Dynamic memory allocation problem

Hi,

I’m new to CUDA programming. I want to store some <key, value> pairs in the GPU memory. I don’t know the number of distinct keys in advance. While processing the input data my kernel will discover the keys, and I want to maintain the number of data elements belong to each key (Something similar to using the std::map container if I implement it in CPU). Is there any possible way of doing it in GPU.

Thanks

The problem is generally known as stream compaction.

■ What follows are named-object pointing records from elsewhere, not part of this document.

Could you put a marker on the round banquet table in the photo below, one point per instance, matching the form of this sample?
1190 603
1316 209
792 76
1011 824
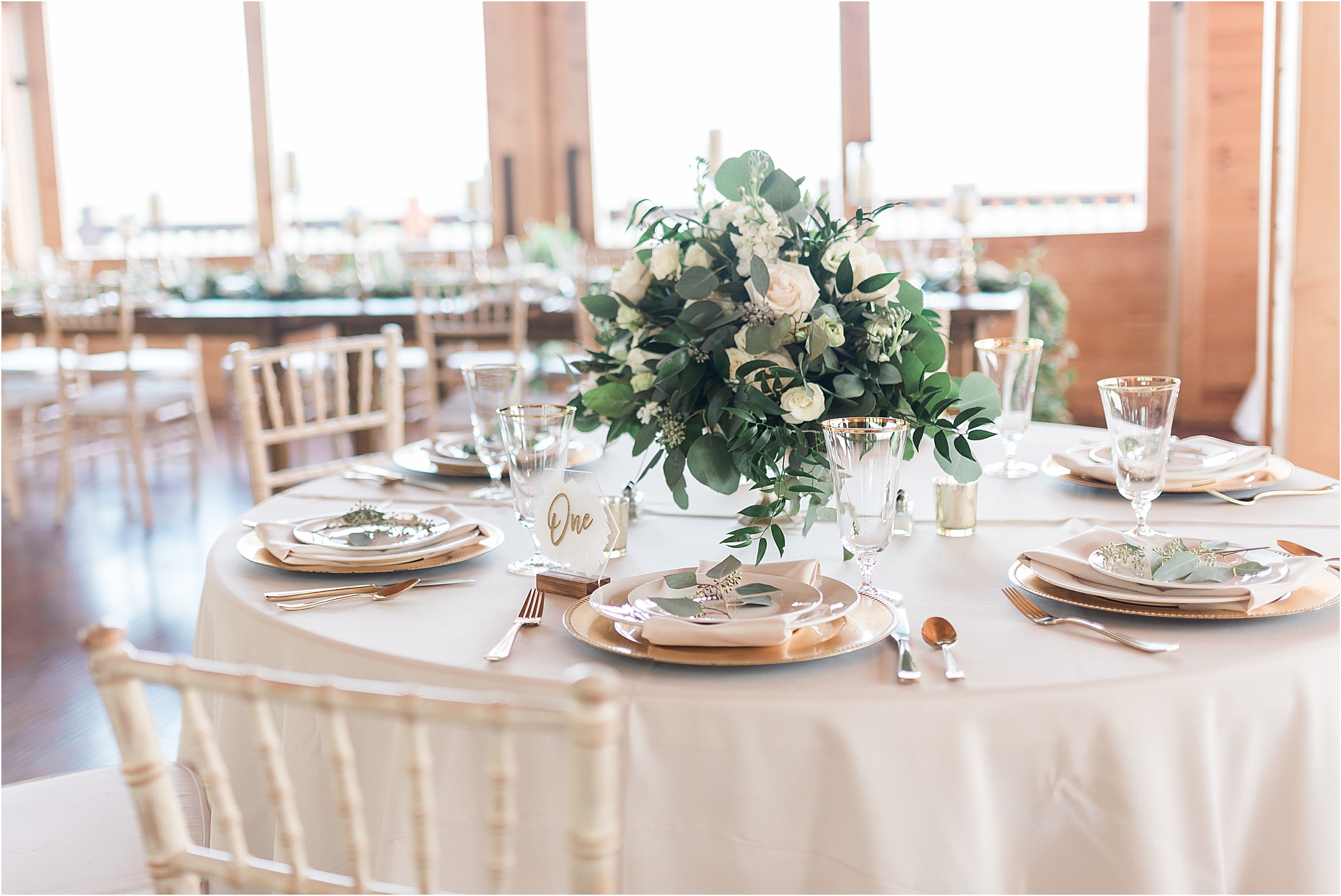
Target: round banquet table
1063 762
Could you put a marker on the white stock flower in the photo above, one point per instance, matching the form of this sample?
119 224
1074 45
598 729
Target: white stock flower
630 318
803 403
632 281
870 266
792 289
698 257
839 250
666 261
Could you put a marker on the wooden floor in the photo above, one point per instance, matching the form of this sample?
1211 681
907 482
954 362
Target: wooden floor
103 564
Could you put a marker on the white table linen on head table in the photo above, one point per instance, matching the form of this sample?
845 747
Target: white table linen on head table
1064 762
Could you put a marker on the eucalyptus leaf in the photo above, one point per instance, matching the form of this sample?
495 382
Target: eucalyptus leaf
679 605
1177 568
682 580
726 568
760 275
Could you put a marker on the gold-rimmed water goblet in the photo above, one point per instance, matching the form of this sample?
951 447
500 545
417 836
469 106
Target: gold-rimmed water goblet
864 459
1013 365
537 442
1141 422
491 387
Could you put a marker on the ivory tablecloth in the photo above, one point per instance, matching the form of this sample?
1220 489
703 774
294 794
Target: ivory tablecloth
1064 762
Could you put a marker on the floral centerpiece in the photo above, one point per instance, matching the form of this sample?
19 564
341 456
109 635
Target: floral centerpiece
732 334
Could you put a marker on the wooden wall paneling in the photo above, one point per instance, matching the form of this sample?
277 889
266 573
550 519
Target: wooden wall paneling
259 90
1218 223
44 127
1315 428
855 74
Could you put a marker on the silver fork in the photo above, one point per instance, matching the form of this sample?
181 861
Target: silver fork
1032 611
533 609
1253 499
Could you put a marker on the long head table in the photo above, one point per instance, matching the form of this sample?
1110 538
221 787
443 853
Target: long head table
1064 762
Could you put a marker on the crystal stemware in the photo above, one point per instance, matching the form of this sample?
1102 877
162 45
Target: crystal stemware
537 442
1013 365
491 387
1141 422
864 459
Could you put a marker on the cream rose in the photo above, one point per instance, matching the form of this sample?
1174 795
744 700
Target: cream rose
870 266
698 257
632 281
839 250
666 261
803 403
792 290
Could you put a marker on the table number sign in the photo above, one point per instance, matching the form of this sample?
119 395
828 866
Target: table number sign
573 523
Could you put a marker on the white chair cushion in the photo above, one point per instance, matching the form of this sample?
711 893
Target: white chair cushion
78 832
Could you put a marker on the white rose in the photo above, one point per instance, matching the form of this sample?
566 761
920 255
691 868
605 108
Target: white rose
632 281
642 360
630 318
666 261
698 257
839 250
870 266
792 290
803 403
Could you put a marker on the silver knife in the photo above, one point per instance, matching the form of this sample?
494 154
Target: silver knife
353 589
907 667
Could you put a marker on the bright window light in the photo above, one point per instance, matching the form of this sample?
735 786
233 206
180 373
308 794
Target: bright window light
151 100
666 74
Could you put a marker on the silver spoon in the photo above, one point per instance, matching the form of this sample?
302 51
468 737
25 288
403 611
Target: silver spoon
380 594
939 632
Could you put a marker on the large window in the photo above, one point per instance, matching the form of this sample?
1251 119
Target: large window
663 76
1043 107
152 127
376 108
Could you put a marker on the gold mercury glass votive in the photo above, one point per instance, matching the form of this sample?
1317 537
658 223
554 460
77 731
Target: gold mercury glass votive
957 506
619 506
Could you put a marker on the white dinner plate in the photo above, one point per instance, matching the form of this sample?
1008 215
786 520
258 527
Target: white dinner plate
403 530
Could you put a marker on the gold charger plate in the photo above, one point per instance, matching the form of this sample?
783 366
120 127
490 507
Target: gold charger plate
251 548
1277 470
418 456
1320 592
870 623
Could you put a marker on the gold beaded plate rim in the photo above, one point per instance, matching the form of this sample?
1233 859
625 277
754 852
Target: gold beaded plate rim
418 456
251 548
1303 600
870 623
1277 470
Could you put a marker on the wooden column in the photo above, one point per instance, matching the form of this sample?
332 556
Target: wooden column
255 26
38 82
855 70
540 121
1315 368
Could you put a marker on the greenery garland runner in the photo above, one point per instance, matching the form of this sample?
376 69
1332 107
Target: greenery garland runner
732 334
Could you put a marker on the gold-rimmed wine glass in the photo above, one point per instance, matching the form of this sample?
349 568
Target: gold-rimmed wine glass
864 459
537 442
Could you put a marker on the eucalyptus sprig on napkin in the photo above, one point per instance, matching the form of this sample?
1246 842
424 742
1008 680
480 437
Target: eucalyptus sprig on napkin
1177 562
725 586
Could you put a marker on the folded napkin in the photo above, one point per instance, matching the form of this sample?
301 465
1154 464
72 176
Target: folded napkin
674 631
280 541
1072 558
1248 459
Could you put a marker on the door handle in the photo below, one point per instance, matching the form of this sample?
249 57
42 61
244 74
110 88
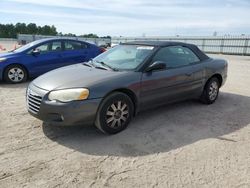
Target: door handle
189 74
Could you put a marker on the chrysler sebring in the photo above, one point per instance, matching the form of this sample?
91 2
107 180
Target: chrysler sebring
109 90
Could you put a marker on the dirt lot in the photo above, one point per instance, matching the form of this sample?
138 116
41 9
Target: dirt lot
182 145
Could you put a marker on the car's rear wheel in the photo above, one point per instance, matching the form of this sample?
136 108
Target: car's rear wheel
115 113
211 91
15 74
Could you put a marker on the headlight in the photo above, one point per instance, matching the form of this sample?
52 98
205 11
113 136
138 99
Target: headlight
67 95
2 59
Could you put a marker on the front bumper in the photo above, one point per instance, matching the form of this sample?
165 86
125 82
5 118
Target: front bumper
71 113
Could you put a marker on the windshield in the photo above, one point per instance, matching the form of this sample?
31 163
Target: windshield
124 57
27 46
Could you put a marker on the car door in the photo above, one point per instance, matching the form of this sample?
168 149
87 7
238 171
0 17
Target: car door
74 52
45 57
174 83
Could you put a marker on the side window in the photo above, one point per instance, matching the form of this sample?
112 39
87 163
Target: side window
49 47
73 45
56 46
176 56
44 48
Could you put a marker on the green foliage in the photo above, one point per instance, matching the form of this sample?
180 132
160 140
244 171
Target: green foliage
11 31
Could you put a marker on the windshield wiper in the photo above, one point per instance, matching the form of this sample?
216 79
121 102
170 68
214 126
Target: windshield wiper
106 65
89 63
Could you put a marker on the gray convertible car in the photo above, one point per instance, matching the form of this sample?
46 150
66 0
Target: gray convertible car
112 88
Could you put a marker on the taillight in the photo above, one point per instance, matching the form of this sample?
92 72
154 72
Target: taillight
103 50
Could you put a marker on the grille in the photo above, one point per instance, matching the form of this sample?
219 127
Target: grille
33 101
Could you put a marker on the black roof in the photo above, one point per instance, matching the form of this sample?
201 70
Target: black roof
155 43
193 47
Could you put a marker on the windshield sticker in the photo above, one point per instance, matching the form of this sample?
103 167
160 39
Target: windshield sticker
145 48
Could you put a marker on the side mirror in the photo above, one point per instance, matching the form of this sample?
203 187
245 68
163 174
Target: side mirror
157 65
35 52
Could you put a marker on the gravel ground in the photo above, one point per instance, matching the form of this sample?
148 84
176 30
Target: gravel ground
180 145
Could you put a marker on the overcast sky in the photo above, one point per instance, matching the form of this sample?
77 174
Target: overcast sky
133 17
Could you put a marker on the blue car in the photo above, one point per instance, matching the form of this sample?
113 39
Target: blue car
38 57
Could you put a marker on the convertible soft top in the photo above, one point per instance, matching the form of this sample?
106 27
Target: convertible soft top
193 47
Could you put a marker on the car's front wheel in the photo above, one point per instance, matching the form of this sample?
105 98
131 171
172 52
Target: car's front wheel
15 74
211 91
115 113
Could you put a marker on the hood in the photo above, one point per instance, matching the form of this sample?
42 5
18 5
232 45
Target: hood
72 76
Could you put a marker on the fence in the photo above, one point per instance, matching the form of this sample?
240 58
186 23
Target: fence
235 45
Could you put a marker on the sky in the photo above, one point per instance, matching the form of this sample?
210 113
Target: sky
133 17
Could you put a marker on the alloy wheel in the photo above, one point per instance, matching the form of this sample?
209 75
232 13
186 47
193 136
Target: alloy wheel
213 90
117 114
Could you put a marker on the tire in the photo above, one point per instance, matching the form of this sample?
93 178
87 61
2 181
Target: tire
15 74
114 113
211 91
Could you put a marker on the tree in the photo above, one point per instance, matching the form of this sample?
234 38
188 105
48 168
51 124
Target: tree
11 31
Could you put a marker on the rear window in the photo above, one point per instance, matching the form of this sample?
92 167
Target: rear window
74 45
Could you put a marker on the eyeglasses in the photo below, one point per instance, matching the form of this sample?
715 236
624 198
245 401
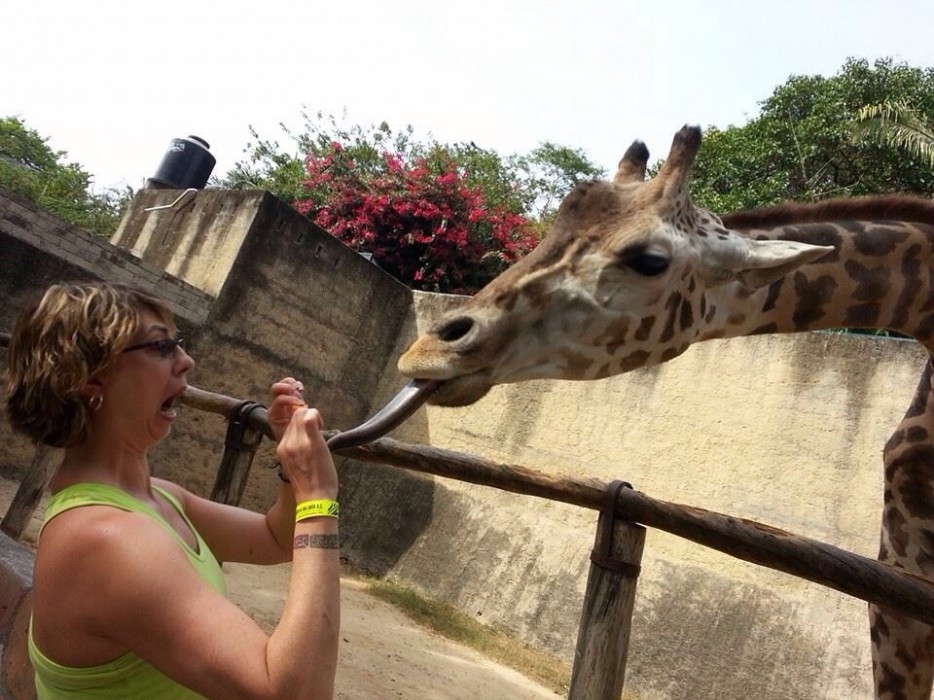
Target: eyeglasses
164 346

If you don’t produce many results, the most efficient way probably is to allocate a fixed size array with plenty of space, and restart the kernel if the space isn’t sufficient. You’ll then use atomicAdd() to allocate space inside the array.

Thanks for the response.

I looked into stream compaction, so, as I understood, what you have suggested is allocate space for all the possible values of the keys, then use atomicAdd() to get the number of elements for each key, and use stream compaction to get only the keys which have non-zero number of elements.

Problem with above approach is my “keys” range is very large (ex: 1 to 10^10), so I cannot allocate space for all the possible keys. Is there any possible way of maintaining only the keys which have non-zero number of elements (using thrust ??). I’m only interested in the number of elements for each key (no need to store which elements).

For example, if my input data is set of locations (mapped to integer keys), desired output is number of records for each location

input : 1, 3, 10, 1, 10, 10, 2, 400, 3, 850, 1, 400, 400, 5000

output: key, value
1 3
3 2
10 3
2 1
400 3
850 1
5000 1

One option is to just allocate a “reasonable” amount of memory, and re-run the kernel if that turns out not to be enough.